Antihistamines such as hydroxyzine should be administered three times a day for a period of 10 days.
Erythema multiforme is caused by herpes simplex infection and is uncommon in children. The presence of acral, target lesions with three rings is a means of identifying erythema multiforme. The mouth may be involved, but the condition never develops into Stevens-Johnson syndrome or toxic epidermal necrolysis.
A sudden onset of fever with erythema and sloughing of the skin characterizes toxic epidermal necrolysis, Dr. Krafchik says. The condition needs to be treated in an intensive care unit with gamma globulin.

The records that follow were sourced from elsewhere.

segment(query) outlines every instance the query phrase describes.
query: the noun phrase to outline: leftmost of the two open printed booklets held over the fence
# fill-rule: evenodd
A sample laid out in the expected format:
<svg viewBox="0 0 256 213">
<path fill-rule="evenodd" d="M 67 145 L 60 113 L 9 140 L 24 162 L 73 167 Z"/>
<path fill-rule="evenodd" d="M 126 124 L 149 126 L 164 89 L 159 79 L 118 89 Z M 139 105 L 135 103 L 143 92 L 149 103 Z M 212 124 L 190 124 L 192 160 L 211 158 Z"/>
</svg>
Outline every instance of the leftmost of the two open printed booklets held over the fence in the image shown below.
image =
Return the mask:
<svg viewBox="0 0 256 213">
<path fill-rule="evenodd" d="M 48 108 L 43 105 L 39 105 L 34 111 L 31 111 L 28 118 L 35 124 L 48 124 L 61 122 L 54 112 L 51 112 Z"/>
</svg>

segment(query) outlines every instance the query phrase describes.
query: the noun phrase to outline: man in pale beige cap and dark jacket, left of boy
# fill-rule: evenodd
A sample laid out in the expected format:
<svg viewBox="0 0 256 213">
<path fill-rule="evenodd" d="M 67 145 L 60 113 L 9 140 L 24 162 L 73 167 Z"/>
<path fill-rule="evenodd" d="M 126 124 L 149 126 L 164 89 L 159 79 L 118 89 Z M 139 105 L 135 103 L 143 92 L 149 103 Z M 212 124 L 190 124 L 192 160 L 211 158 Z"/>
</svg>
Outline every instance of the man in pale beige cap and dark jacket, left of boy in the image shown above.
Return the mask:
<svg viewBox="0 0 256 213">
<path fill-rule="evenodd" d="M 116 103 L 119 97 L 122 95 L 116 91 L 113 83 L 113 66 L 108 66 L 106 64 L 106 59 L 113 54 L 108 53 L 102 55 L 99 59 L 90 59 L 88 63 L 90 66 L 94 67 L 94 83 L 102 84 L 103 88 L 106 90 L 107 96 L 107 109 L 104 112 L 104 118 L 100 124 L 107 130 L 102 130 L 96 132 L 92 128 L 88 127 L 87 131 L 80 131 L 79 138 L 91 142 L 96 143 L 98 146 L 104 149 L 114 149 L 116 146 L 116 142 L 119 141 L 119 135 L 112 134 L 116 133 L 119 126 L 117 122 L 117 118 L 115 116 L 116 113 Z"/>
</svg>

By contrast, erythema multiforme (major) presents with a sudden onset of skin lesions that may have rings, and severe mucous membranes involvement. Patients often have a cough. The cause in the majority of cases is mycoplasma pneumonia.
Mycoplasma pneumonia can be epidemic. It occurs mainly in schoolchildren who develop coryza and/or a cough.
When a swab is done on the throat, polymerase chain reaction analysis is positive. Skin eruptions occur in 9 percent of cases of mycoplasma pneumonia. They may be macular papular or present with purpura.
Children with atopic dermatitis may develop a bullous eruption called Kaposi's varicelliform eruption. The primary infection is with herpes simplex virus (HSV) and appears in sites where the dermatitis is present and then generalizes.
Because the condition is a result of HSV infection, treatment with the antiviral drug acyclovir is warranted.
Infants with neonatal herpes, which is acquired through the birth canal, should be treated with acyclovir intravenously.
The presentation may not always be the typical grouped bullae, but may be scattered single lesions.